Eugene is dealing with troubles, as well. He’s clearly running into a bit of a brick wall in trying to please his father, and things only get worse when graffiti is found in his room, imploring him to “finish the job”. Combine that with the accusations of “murderer” being thrown in his direction, and Eugene definitely needs help from somewhere, and Jesse is one of the few willing to offer an ear. Given what’s going on with Odin Quincannon, however, Jesse might not be the best option. Sure, Odin was told to serve God, and that has changed him enough to make Donnie put together some pieces, but apparently, in Odin’s view, serving God includes straight up murdering people who would oppose him in the realm of business.
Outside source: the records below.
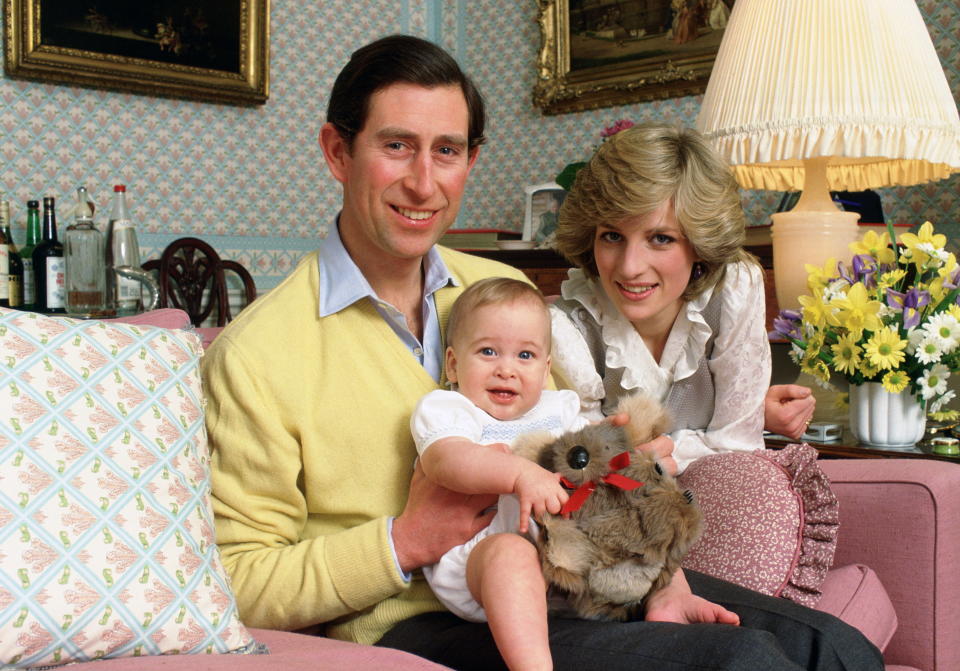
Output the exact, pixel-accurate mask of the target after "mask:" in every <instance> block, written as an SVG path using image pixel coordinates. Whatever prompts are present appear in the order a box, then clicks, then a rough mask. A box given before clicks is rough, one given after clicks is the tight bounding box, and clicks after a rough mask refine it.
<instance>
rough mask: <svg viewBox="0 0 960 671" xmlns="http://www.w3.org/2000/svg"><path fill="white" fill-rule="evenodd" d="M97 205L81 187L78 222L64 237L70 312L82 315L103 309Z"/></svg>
mask: <svg viewBox="0 0 960 671" xmlns="http://www.w3.org/2000/svg"><path fill="white" fill-rule="evenodd" d="M95 210H96V206H95V205H94V203H93V199H91V198H90V194H89V193H88V192H87V189H86V187H83V186H81V187H80V188H78V189H77V205H76V208H75V209H74V217H75V219H74V222H73V223H72V224H70V225H69V226H68V227H67V232H66V234H65V235H64V236H63V244H64V262H65V264H66V273H65V275H66V284H67V313H68V314H70V315H74V316H78V317H90V316H94V315H100V314H101V313H102V312H103V289H104V284H105V283H106V279H107V276H106V272H105V271H104V255H103V236H102V235H101V234H100V231H99V230H97V227H96V226H94V224H93V213H94V211H95Z"/></svg>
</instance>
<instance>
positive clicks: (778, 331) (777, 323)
mask: <svg viewBox="0 0 960 671" xmlns="http://www.w3.org/2000/svg"><path fill="white" fill-rule="evenodd" d="M780 336H783V337H786V338H792V339H794V340H800V313H799V312H797V311H796V310H781V311H780V316H779V317H774V319H773V331H771V332H770V337H772V338H777V337H780Z"/></svg>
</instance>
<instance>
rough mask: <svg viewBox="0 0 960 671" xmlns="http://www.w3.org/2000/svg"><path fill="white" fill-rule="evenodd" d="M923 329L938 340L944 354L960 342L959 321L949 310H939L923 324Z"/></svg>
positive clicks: (947, 353) (948, 351) (949, 351)
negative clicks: (942, 310)
mask: <svg viewBox="0 0 960 671" xmlns="http://www.w3.org/2000/svg"><path fill="white" fill-rule="evenodd" d="M923 330H924V331H926V332H927V333H929V334H930V335H931V336H933V337H934V338H937V339H939V340H940V342H941V344H942V348H943V352H944V354H949V353H950V352H952V351H953V350H954V349H956V347H957V344H958V343H960V323H957V318H956V317H954V316H953V315H952V314H950V313H949V312H939V313H937V314H935V315H933V316H932V317H930V319H928V320H927V323H926V324H924V326H923Z"/></svg>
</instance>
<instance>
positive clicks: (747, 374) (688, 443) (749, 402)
mask: <svg viewBox="0 0 960 671" xmlns="http://www.w3.org/2000/svg"><path fill="white" fill-rule="evenodd" d="M730 271H731V272H729V273H728V274H727V279H726V283H725V285H724V288H723V290H722V295H721V298H722V301H723V303H722V311H721V317H720V326H719V330H718V333H717V337H716V340H715V342H714V347H713V354H712V355H711V357H710V361H709V362H708V363H709V367H710V371H711V373H712V374H713V381H714V392H715V397H714V411H713V418H712V419H711V420H710V424H709V425H708V426H707V428H706V430H690V429H687V430H683V431H678V432H676V433H675V434H674V436H673V439H674V442H675V448H674V458H675V459H676V460H677V464H678V466H679V468H680V470H681V471H682V470H683V469H684V468H685V467H686V466H687V465H688V464H690V463H691V462H692V461H694V460H695V459H697V458H699V457H702V456H706V455H708V454H713V453H715V452H731V451H736V450H756V449H760V448H762V447H763V445H764V443H763V401H764V397H765V396H766V393H767V387H768V385H769V380H770V344H769V341H768V340H767V333H766V318H765V314H764V312H763V309H757V306H761V308H762V306H764V305H766V301H765V296H764V288H763V275H762V272H761V270H760V268H758V267H756V266H754V265H752V264H750V265H748V264H738V265H737V266H735V267H731V268H730Z"/></svg>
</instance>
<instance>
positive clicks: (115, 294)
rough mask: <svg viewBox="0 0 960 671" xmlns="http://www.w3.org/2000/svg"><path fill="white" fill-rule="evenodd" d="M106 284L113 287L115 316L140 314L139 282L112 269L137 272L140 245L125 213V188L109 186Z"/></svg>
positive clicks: (139, 282)
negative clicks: (106, 276)
mask: <svg viewBox="0 0 960 671" xmlns="http://www.w3.org/2000/svg"><path fill="white" fill-rule="evenodd" d="M106 265H107V282H108V285H112V288H113V293H112V296H113V300H114V302H115V304H116V307H117V314H118V315H131V314H136V313H137V312H139V311H140V307H141V300H140V282H138V281H137V280H134V279H131V278H129V277H122V276H121V275H119V274H117V272H116V271H115V270H114V269H115V268H117V267H120V266H130V267H132V268H135V269H137V270H139V269H140V245H139V244H138V242H137V231H136V229H135V228H134V227H133V221H131V219H130V213H129V211H128V210H127V187H126V186H124V185H123V184H117V185H116V186H114V187H113V204H112V207H111V210H110V221H109V223H108V224H107V251H106Z"/></svg>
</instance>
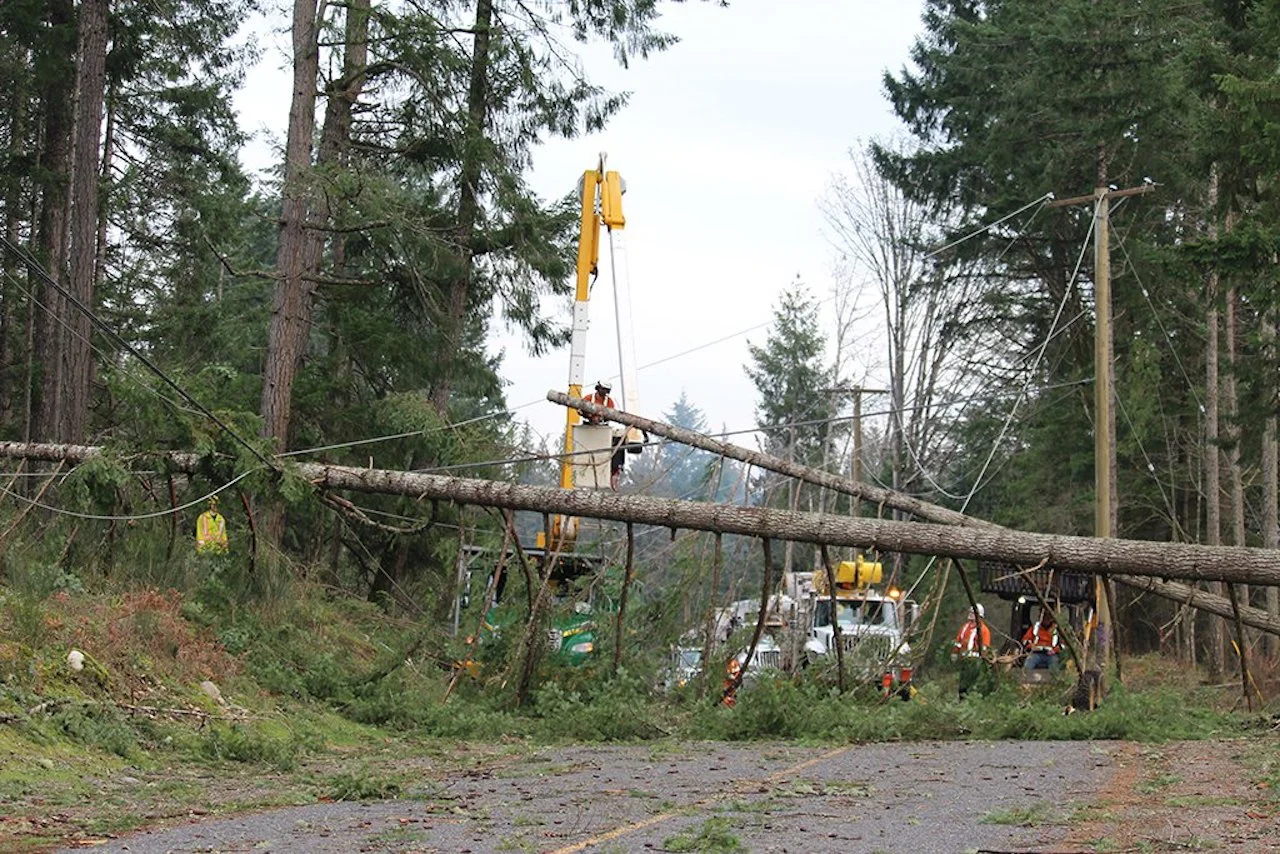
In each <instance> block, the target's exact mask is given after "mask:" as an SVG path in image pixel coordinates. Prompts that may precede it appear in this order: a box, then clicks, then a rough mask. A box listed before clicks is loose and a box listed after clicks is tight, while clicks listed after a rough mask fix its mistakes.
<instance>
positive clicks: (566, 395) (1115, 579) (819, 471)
mask: <svg viewBox="0 0 1280 854" xmlns="http://www.w3.org/2000/svg"><path fill="white" fill-rule="evenodd" d="M547 399H549V401H552V402H554V403H559V405H561V406H572V407H575V408H580V410H584V411H586V412H589V414H593V415H599V416H602V417H603V419H605V420H608V421H616V423H618V424H625V425H627V426H635V428H639V429H641V430H644V431H645V433H649V434H653V435H660V437H663V438H667V439H672V440H675V442H680V443H681V444H687V446H691V447H694V448H700V449H703V451H710V452H713V453H717V455H721V456H722V457H727V458H730V460H739V461H741V462H746V463H749V465H753V466H756V467H759V469H764V470H767V471H776V472H778V474H785V475H790V476H791V478H799V479H801V480H808V481H809V483H813V484H818V485H820V487H826V488H828V489H831V490H833V492H840V493H844V494H846V495H854V497H859V498H867V499H868V501H873V502H876V503H878V504H883V506H886V507H893V508H896V510H901V511H905V512H909V513H911V515H915V516H919V517H920V519H927V520H929V521H933V522H941V524H943V525H960V526H965V528H978V529H986V530H1004V529H1002V528H1000V526H998V525H995V524H993V522H988V521H986V520H982V519H975V517H973V516H966V515H964V513H960V512H956V511H954V510H948V508H946V507H940V506H937V504H931V503H928V502H923V501H920V499H918V498H913V497H910V495H904V494H901V493H897V492H893V490H890V489H882V488H879V487H873V485H870V484H864V483H859V481H856V480H846V479H845V478H840V476H838V475H832V474H829V472H827V471H819V470H817V469H810V467H809V466H804V465H800V463H796V462H791V461H788V460H781V458H778V457H772V456H769V455H767V453H760V452H756V451H749V449H748V448H742V447H740V446H735V444H728V443H727V442H721V440H718V439H713V438H710V437H707V435H703V434H700V433H695V431H692V430H685V429H682V428H677V426H672V425H669V424H663V423H660V421H654V420H652V419H646V417H643V416H639V415H635V414H631V412H622V411H621V410H609V408H605V407H603V406H595V405H594V403H590V402H588V401H584V399H579V398H572V397H570V396H568V394H564V393H563V392H557V391H550V392H548V393H547ZM1115 580H1116V581H1120V583H1121V584H1126V585H1130V586H1133V585H1134V584H1135V583H1138V581H1139V580H1138V579H1133V577H1129V576H1116V577H1115ZM1137 586H1139V588H1140V589H1142V590H1146V592H1148V593H1155V594H1157V595H1161V597H1164V598H1166V599H1170V600H1172V602H1178V603H1183V604H1189V606H1192V607H1194V608H1198V609H1202V611H1207V612H1210V613H1215V615H1219V616H1222V617H1226V618H1231V616H1233V612H1231V609H1230V603H1229V600H1228V598H1226V597H1225V595H1221V594H1216V595H1211V594H1203V593H1201V594H1199V595H1196V597H1189V595H1188V593H1187V589H1185V588H1184V586H1183V585H1170V584H1165V583H1161V581H1156V580H1153V579H1143V580H1140V583H1138V584H1137ZM1210 600H1212V602H1215V606H1213V607H1208V606H1207V604H1204V603H1206V602H1210ZM1245 622H1247V624H1248V625H1251V626H1254V627H1263V626H1261V625H1258V621H1257V620H1254V621H1249V620H1245Z"/></svg>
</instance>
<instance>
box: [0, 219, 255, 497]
mask: <svg viewBox="0 0 1280 854" xmlns="http://www.w3.org/2000/svg"><path fill="white" fill-rule="evenodd" d="M0 246H4V247H5V248H8V250H9V252H10V254H12V255H13V256H14V257H17V259H18V260H19V261H20V262H22V264H23V265H24V266H26V268H27V269H28V270H31V271H32V273H33V274H35V275H37V277H38V278H40V279H41V280H42V282H44V283H45V284H47V286H49V287H51V288H54V289H55V291H58V292H59V293H60V294H61V296H63V298H65V300H67V301H68V302H69V303H70V305H72V306H74V307H76V310H77V311H79V312H81V314H83V315H84V316H86V318H88V320H90V323H92V324H93V325H95V326H97V329H99V330H100V332H102V333H104V334H105V335H106V337H108V338H110V339H113V341H115V343H116V344H119V346H120V347H123V348H124V350H127V351H129V355H132V356H133V357H134V359H137V360H138V361H140V362H142V365H145V366H146V367H147V370H150V371H151V373H152V374H155V375H156V376H159V378H160V380H161V382H163V383H164V384H165V385H168V387H169V388H172V389H173V391H174V392H177V393H178V394H179V396H180V397H182V399H184V401H187V402H188V403H189V405H191V406H193V407H196V408H197V410H198V411H200V412H201V414H202V415H204V416H205V417H207V419H209V420H210V421H212V423H214V424H215V425H218V428H219V429H220V430H223V431H224V433H227V434H228V435H229V437H232V438H233V439H234V440H236V442H238V443H239V444H241V446H243V447H244V448H246V449H248V452H250V453H252V455H253V456H255V457H257V458H259V460H260V461H261V462H262V465H265V466H268V467H269V469H271V471H274V472H276V474H279V472H280V467H279V465H278V463H276V462H274V461H273V460H270V458H268V457H266V456H265V455H264V453H262V452H261V451H259V449H257V448H255V447H253V446H252V444H251V443H250V442H248V440H247V439H244V438H243V437H242V435H241V434H239V433H237V431H236V430H233V429H232V428H230V426H229V425H228V424H227V423H225V421H223V420H221V419H220V417H218V415H215V414H214V412H212V411H211V410H210V408H209V407H206V406H205V405H204V403H201V402H200V401H197V399H196V398H195V397H192V396H191V394H189V393H188V392H187V389H184V388H182V387H180V385H178V383H175V382H174V380H173V379H170V378H169V375H168V374H165V373H164V371H163V370H160V367H159V366H156V365H155V364H154V362H152V361H151V360H150V359H147V357H146V355H145V353H143V352H142V351H140V350H138V348H137V347H134V346H133V344H131V343H129V342H128V341H125V338H124V335H122V334H120V333H118V332H115V329H113V328H111V325H110V324H108V323H106V321H105V320H102V319H101V318H99V316H97V314H95V312H93V310H92V309H90V307H88V306H86V305H84V303H83V302H81V300H79V297H77V296H76V294H74V293H72V292H70V291H69V289H67V288H65V287H63V286H61V283H59V282H58V280H55V279H54V277H51V275H49V273H47V271H45V268H44V266H41V264H40V262H38V261H37V260H36V259H33V257H32V256H31V255H29V254H28V252H27V251H26V250H23V248H22V247H19V246H17V245H15V243H13V242H12V241H10V239H9V238H8V237H6V236H4V234H0Z"/></svg>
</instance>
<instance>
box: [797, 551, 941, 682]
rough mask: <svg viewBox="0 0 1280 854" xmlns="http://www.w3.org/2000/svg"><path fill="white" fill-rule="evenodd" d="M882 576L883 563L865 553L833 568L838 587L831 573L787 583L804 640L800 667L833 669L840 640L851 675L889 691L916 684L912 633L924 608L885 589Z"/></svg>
mask: <svg viewBox="0 0 1280 854" xmlns="http://www.w3.org/2000/svg"><path fill="white" fill-rule="evenodd" d="M882 575H883V570H882V567H881V563H879V562H877V561H867V560H864V558H863V556H860V554H859V556H858V557H856V558H855V560H852V561H841V562H840V563H837V565H836V566H835V567H832V576H833V579H835V588H832V586H831V585H829V584H828V579H827V572H826V570H817V571H814V572H795V574H792V577H790V579H787V586H788V590H787V595H788V598H790V599H791V600H792V602H794V603H795V616H794V617H792V621H791V622H792V626H794V636H795V639H796V640H799V638H801V636H803V639H804V640H803V645H800V649H799V650H797V652H799V654H797V656H795V659H796V663H797V665H799V666H801V667H804V666H810V665H815V663H819V662H827V663H828V665H831V666H833V665H835V662H836V659H837V653H836V643H837V636H838V643H840V645H841V648H842V653H844V661H845V671H846V672H849V673H852V675H854V676H855V677H858V679H867V680H878V681H879V684H881V686H882V688H883V689H884V690H886V691H892V690H896V689H900V688H905V686H906V685H909V684H910V681H911V647H910V644H909V643H908V641H906V632H908V630H909V629H910V626H911V625H913V624H914V622H915V621H916V620H918V618H919V606H918V604H916V603H915V602H913V600H910V599H904V598H902V592H901V590H899V589H897V588H893V586H890V588H888V589H882V588H881V584H882ZM794 645H796V644H794Z"/></svg>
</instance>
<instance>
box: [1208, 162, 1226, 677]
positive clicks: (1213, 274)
mask: <svg viewBox="0 0 1280 854" xmlns="http://www.w3.org/2000/svg"><path fill="white" fill-rule="evenodd" d="M1217 186H1219V175H1217V164H1215V165H1213V168H1212V170H1211V173H1210V187H1208V207H1210V225H1208V237H1210V239H1215V238H1216V237H1217V224H1216V223H1215V220H1213V218H1215V216H1217V211H1216V210H1213V209H1215V207H1217ZM1217 284H1219V279H1217V271H1212V273H1210V274H1208V282H1207V288H1206V291H1207V293H1206V298H1207V302H1208V311H1207V312H1206V319H1204V324H1206V330H1207V337H1206V341H1204V528H1206V531H1204V536H1206V539H1207V540H1208V544H1210V545H1217V544H1219V543H1221V542H1222V539H1221V538H1222V483H1221V463H1220V461H1219V402H1220V388H1219V364H1217V350H1219V328H1217V326H1219V321H1217ZM1210 589H1211V590H1212V592H1213V594H1215V595H1225V590H1224V588H1222V585H1221V584H1213V585H1212V586H1211V588H1210ZM1224 630H1225V624H1224V622H1222V621H1221V620H1210V631H1208V672H1210V679H1211V680H1213V681H1215V682H1216V681H1220V680H1221V679H1222V673H1224V671H1225V666H1226V661H1225V658H1226V635H1225V631H1224Z"/></svg>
The poor members of the Green Acre group, we barely got to know them before Odin blasted them all. And what about Donnie, Odin’s right-hand man? Well, Donnie has definitely realized that Jesse has some sort of a power. It wasn’t his own experiences alone, however. Instead, it was seeing the change in Odin that fully tripped the switch in Donnie’s mind, and made him confess his beliefs to Betsy, who swears that Jesse will get what’s coming to him.
All told, the fifth episode of the season moved the story forward, and is really seeming to be setting up the second half of the season with much higher stakes. Jesse has now been confronted by the men chasing down the entity, Tulip is closer to convincing someone to go after Carlos with her, Jesse’s commands are starting to unravel around him, and the enemies that he’s scattered throughout town are closer to becoming emboldened. The pace is picking up, and the action is sure to follow.